Karen the "Supertrader" has generated a lot of curiosity in the trading community. She has been interviewed on TastyTrade few times. The title of the last interview was "OPTION TRADER makes $105MM PROFIT in the NDX, SPX and RUT.

As a reminder, Karen claimed to make 25-30% per year by selling naked options on indexes.

The highlights of her strategy, based on the information she provided in her interviews:

  • She mainly trades the S&P 500 Index (SPX).
  • Sells calls and puts (strangles) at 56 DTE (Days To Expiration) and keeps the trade on for a few weeks.
  • Calls are about 10% OTM, puts about 12% OTM.
  • Karen commits around 50% of her capital, though sometimes she will go as high as a 70% capital commitment.

Karen was an inspiration to many retail traders who hoped to reproduce her success. What most investors didn't realize was how much risk she is taking to achieve those returns.

Over a year go, I warned that her story sounds fishy. According to my calculations and the information available on tastytrade videos, she would make around 11% annually if using 50% of the available margin and all sold options expired worthless. You can read the full article here.

So how was she able to make 25-30%? The only possible way to do it is leverage. With millions dollars of money under management, she had what is called portfolio margin. This allowed her to sell more options than in regular margin account. But it also means much higher risk.

As I mentioned in my article, If volatility spikes like it did in 2008, her account will be gone in matter of days.

Well, it didn't have to go to 2008-like volatility. All it took was a minor pullback in 2014. Between October and December of 2014, Karen took some heavy losses selling her options.

But to keep the incentive fees coming in, she organized a sophisticated options roll at the end of each month. My fellow SA contributor Macro Ops described here how she did it, and this is the main reason for SEC investigation.

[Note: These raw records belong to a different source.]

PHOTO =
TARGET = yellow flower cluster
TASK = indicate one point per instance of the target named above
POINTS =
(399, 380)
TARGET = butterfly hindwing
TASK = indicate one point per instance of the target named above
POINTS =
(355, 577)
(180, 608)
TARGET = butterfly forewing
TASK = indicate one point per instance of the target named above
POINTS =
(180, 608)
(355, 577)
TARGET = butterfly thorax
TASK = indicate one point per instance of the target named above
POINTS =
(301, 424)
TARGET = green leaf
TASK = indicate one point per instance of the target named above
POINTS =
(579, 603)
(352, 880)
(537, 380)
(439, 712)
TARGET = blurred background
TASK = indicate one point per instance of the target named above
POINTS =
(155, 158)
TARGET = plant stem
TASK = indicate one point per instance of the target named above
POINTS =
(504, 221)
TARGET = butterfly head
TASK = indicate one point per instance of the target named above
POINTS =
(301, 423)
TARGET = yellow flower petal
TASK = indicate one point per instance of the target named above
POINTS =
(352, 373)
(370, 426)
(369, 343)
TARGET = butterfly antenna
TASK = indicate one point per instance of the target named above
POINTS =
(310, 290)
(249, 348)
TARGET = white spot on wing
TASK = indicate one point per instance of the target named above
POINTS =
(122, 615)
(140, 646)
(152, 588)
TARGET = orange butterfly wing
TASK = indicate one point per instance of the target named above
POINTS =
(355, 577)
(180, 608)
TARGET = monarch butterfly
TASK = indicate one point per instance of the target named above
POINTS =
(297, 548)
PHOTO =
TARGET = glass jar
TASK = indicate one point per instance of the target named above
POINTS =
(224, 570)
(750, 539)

What are the main lessons we can learn from this story?

Our contributor Jesse wrote over a year ago:

"All trading has risk. It's not the strategy that determines if something is risky...it's the position size (amount of leverage) and risk management that does (and then the discipline of the trader to follow the plan which often means taking a pre-defined loss before it gets out of control)."

Is selling naked options risky? That's the wrong question - ask better questions, and you'll get better answers...Is selling excessively leveraged naked options that aren't cash secured risky? Yes, eventually. Short strangles on SPX and other index products are money making trades over the long term, you just have to use sensible position size and sensible exits. Just don't get greedy. Pigs get fat, hogs get slaughtered.

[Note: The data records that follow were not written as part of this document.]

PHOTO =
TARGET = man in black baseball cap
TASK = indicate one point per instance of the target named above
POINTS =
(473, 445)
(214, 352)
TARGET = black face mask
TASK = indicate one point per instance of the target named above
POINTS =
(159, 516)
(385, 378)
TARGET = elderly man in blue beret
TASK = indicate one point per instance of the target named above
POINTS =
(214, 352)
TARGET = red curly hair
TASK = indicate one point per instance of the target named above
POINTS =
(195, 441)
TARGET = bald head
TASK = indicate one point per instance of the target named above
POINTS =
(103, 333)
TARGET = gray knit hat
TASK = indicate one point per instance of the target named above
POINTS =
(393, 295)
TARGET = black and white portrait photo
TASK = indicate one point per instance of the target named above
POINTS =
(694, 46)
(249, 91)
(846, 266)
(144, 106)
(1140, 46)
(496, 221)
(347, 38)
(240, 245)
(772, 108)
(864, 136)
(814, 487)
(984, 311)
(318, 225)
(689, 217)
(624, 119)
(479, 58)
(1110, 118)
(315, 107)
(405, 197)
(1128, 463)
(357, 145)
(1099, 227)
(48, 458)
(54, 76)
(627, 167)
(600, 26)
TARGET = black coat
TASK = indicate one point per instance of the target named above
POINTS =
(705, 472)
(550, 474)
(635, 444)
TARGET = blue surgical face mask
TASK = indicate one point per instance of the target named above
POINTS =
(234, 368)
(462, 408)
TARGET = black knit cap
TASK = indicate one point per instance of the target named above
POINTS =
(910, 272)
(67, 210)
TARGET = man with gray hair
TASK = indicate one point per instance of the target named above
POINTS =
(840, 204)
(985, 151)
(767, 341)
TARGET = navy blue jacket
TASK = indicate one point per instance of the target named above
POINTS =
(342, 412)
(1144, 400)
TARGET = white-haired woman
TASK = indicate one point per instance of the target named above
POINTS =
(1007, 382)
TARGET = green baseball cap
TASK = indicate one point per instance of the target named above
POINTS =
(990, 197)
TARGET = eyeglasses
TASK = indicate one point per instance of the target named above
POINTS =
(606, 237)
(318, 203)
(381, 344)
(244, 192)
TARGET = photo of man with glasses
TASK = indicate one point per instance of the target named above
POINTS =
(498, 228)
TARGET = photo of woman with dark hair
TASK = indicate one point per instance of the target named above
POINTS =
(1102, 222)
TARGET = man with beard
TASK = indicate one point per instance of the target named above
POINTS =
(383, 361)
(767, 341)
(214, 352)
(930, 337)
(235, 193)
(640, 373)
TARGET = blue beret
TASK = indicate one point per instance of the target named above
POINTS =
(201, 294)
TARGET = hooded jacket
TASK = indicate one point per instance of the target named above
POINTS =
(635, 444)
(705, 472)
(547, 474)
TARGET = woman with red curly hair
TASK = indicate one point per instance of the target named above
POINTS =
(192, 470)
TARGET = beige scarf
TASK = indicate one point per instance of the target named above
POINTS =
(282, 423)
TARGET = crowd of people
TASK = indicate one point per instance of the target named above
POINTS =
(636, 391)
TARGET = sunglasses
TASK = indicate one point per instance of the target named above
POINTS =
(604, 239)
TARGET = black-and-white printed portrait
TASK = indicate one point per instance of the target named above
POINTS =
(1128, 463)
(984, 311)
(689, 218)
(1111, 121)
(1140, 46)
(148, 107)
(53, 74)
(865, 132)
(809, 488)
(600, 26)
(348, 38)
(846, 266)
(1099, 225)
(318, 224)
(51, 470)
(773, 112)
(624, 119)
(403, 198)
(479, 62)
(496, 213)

"The point here is not to dismiss all volatility and option selling strategies as useless and blow up prone. The short volatility trade on equity indices is one of the best trades out there. It does very well long-term. "

The point is to understand your risk. In fact, be obsessed with risk management if you want to survive as a trader for the long term.

I suspect that investors will not learn the lesson from this case. Humans desperately want to believe there is a way to make money with no or little risk. That's why Bernie Madoff existed, and it will never change.

Analyst's Disclosure: I/we have no positions in any stocks mentioned, and no plans to initiate any positions within the next 72 hours.